Now, how is that for an eye-catching, appealing title!! Not so much, huh? But that is where I was all day yesterday with a friend whose mother is in critical condition.
What yesterday did for me was to take me back a few months to the whole dying process of my mother I experienced. I don't know if that happens to all families, but I am seeing a deja vu sort of happening with me. What I observed was the damage of expectations. When a loved one is in the dying process several things happen among family members, not the least of which are expectations. Some are perceived and others are real. But in either case, expectations are imprisoning.
Expectations: I need to be sitting up there every minute......just in case. My family will think I don't care if I go ahead and go to CO to take care of my grandchildren as promised. I haven't been there to visit her often enough. I need to call so and so. I shouldn't be so vulnerable and say how I am really feeling about all of this. ............and the list goes on and on.
When I was having to make a hard decision about going out of town when Mother was so gravely ill, I asked one of the doctors what he thought about it. He said, "Go! You have to keep living with the living and do what God has called you to do. No man knows if she will die in 1 hour, 1 day, 1 month, but most likely not in 1 year. So, Go." Then he reminded me of what Jesus said to a 'would-be' follower of His. Let the dead bury the dead!! That was such wise counsel. I have been able to share that with others who are caring for their elderly parents. (I do not mean to imply that my other siblings, etc. were the dead and were to bury her, but I took from that the wisdom to follow what God was telling me to do, which was minister to the living who needed me at that time.)
And in His perfect timing, she did die when I was on vacation in Jackson Hole, WY with my husband and our precious, godly friends who were of such a great help to me.
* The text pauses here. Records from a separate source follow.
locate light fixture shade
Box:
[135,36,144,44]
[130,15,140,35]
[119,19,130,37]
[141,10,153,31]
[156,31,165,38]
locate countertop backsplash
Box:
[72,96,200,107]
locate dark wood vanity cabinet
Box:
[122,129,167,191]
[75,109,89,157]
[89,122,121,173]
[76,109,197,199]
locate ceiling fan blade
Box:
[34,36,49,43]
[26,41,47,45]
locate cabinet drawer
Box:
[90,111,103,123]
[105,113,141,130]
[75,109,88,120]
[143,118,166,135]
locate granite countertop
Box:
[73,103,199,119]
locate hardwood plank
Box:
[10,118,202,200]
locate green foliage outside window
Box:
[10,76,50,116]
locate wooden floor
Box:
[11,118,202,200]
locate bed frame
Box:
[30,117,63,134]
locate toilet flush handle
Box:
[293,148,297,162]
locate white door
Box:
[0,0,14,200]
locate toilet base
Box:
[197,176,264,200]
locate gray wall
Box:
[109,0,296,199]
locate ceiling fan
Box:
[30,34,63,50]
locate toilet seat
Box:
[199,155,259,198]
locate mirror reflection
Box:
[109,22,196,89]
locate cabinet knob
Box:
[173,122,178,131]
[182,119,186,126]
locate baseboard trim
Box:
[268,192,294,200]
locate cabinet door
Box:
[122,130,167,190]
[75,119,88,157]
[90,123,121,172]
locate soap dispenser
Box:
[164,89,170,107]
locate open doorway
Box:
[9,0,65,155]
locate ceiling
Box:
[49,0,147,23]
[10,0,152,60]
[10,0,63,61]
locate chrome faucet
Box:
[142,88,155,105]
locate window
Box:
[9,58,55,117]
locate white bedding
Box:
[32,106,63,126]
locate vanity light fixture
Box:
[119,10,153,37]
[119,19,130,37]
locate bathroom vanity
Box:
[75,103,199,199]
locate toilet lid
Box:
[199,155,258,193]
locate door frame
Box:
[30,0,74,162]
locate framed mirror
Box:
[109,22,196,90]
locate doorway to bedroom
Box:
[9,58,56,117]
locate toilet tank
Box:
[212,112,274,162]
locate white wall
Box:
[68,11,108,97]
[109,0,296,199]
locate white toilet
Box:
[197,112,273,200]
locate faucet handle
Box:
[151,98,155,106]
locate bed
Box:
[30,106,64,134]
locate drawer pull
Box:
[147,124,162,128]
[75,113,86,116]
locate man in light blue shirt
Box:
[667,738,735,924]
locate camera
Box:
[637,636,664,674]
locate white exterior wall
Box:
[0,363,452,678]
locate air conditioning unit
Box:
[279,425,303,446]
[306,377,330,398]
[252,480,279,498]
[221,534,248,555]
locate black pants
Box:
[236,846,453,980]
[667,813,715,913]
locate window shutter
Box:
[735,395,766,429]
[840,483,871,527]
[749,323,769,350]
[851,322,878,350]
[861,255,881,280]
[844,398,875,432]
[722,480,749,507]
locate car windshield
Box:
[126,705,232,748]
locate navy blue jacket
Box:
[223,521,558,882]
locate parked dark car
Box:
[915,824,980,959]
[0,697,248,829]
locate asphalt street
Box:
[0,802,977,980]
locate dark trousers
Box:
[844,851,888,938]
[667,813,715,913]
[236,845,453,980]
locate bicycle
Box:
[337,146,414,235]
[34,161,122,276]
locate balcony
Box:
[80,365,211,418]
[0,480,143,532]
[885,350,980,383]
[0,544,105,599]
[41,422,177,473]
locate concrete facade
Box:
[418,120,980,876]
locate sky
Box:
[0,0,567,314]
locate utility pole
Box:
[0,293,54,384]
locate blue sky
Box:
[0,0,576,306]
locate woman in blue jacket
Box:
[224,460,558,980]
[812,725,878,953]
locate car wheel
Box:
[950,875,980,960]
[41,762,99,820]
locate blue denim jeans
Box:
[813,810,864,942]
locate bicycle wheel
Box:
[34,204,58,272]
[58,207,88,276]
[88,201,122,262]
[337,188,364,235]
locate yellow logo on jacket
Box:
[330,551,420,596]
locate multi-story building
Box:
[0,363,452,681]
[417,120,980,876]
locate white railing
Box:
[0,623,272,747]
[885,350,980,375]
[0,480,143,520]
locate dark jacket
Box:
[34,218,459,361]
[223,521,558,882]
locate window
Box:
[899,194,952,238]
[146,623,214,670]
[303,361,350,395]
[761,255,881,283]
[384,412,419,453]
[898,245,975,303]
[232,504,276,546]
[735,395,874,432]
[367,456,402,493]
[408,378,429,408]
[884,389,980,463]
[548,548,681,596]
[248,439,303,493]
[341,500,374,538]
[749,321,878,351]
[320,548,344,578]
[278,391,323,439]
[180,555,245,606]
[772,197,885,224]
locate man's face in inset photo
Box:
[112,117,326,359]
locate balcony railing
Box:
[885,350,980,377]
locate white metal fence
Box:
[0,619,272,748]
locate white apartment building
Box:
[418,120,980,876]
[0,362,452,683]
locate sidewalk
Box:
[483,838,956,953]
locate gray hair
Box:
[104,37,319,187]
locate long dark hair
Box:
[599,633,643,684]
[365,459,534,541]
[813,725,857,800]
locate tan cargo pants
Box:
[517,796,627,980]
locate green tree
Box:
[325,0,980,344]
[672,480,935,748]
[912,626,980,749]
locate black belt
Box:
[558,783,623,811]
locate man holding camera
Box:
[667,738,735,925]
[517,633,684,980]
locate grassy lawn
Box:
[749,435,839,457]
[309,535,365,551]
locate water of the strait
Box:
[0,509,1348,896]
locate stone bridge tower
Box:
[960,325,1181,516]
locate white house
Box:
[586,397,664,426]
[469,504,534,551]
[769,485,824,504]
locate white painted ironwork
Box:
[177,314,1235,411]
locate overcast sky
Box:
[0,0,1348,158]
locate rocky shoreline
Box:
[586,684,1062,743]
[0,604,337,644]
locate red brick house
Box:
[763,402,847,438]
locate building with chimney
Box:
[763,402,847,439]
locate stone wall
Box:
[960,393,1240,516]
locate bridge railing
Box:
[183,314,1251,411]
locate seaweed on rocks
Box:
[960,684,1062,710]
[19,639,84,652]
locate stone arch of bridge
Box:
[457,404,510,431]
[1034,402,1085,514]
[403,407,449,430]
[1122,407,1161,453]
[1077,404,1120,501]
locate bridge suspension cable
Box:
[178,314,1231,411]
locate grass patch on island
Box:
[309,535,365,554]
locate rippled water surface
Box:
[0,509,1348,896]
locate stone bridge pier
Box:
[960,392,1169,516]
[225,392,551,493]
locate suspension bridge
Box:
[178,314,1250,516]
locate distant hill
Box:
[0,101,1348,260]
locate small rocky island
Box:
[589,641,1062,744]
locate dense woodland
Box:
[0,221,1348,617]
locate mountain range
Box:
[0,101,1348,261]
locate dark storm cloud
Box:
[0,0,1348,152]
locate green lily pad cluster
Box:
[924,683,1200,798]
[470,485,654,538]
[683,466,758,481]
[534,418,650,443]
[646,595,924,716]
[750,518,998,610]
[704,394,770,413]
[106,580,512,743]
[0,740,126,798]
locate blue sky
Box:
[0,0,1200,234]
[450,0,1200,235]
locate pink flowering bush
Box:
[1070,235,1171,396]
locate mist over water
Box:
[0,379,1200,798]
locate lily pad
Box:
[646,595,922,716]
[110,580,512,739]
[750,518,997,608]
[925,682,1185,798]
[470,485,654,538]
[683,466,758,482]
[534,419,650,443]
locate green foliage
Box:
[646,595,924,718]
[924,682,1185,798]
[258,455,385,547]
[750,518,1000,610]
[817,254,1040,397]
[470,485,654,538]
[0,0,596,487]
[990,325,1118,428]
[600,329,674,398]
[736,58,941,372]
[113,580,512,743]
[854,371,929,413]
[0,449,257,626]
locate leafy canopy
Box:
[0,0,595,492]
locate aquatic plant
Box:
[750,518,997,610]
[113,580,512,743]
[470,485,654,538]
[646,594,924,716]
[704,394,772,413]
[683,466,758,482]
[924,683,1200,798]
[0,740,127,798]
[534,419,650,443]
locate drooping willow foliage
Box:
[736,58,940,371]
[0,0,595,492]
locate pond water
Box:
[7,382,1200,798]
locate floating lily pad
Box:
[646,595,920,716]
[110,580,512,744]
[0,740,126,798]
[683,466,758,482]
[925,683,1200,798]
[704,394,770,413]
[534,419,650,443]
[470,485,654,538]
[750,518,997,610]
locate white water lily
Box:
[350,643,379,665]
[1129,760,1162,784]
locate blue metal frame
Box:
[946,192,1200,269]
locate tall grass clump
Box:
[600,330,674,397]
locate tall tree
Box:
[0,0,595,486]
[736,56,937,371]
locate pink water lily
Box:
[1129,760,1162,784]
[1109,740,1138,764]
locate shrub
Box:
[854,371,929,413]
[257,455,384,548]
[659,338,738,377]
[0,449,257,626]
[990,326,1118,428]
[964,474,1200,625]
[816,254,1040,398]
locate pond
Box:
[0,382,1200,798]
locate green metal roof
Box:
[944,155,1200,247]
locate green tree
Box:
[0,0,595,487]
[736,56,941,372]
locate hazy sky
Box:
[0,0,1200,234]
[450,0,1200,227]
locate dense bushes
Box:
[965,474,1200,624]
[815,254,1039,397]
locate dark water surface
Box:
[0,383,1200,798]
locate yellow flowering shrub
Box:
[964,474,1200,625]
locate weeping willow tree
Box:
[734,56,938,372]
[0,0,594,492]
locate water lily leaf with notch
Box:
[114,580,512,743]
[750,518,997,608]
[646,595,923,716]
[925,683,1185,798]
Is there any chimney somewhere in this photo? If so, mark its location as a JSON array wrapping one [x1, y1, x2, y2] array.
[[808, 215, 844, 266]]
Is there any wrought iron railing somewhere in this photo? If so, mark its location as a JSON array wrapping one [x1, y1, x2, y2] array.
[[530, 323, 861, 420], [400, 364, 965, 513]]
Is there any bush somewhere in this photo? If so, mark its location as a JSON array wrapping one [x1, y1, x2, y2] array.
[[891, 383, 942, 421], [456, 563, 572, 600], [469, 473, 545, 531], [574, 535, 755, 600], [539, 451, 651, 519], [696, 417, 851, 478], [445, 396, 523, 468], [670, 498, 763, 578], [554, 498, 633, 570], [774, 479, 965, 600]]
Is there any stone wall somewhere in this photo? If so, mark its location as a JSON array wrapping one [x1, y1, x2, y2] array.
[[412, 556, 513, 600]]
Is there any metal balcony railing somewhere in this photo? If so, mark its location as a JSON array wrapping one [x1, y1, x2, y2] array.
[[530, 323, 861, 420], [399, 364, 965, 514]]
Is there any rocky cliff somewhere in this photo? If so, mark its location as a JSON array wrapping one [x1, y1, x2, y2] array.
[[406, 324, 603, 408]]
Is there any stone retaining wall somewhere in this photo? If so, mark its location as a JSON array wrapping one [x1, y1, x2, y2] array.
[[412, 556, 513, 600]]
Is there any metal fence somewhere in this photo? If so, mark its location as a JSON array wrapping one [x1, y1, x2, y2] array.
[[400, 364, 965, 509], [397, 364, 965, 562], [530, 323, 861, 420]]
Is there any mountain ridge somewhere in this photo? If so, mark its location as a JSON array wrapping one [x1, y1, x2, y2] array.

I was actually able to complete our time there, fly home and be here for her funeral the next day. It was such a good thing that we had made her arrangements over three years before when Daddy was in the dying process, after we made his arrangements with the funeral director.
So, I suppose my final thoughts (at least for right now) are: 1) Kill expectations. Or, at the very least, give them to God. Psa 62:5 - My expectations are in the LORD and in Him only do I hope. 2) Save yourself (or more importantly, your loved ones) a lot of grief and plan ahead for your death. One out of one dies!! Make your burial/funeral arrangements now!! (I have no stock in any funeral home, by the way. This is not a commercial.)
3 comments:
Hello,
It was good to hear from you. It has been a long time! I could not agree more with your entry today. Expectations can be soooo dangerous, especially the unrealistic ones I place on myself at times... (why can't I keep a perfect house with three BOYS..) Thanks for the good reminder.
In Him,
Connie
expectations are imprisoning
This is a brilliant statement. Quotable, for sure!!!
agree with rachel's comment on your brilliant statement. expectations, which most often are unspoken, lead to passive aggresion and this is so unhealthy. some expectations can be healthy, but they must be coupled with good communication, don't you think?
what wise words on death and dying, too. appreciate your transparency.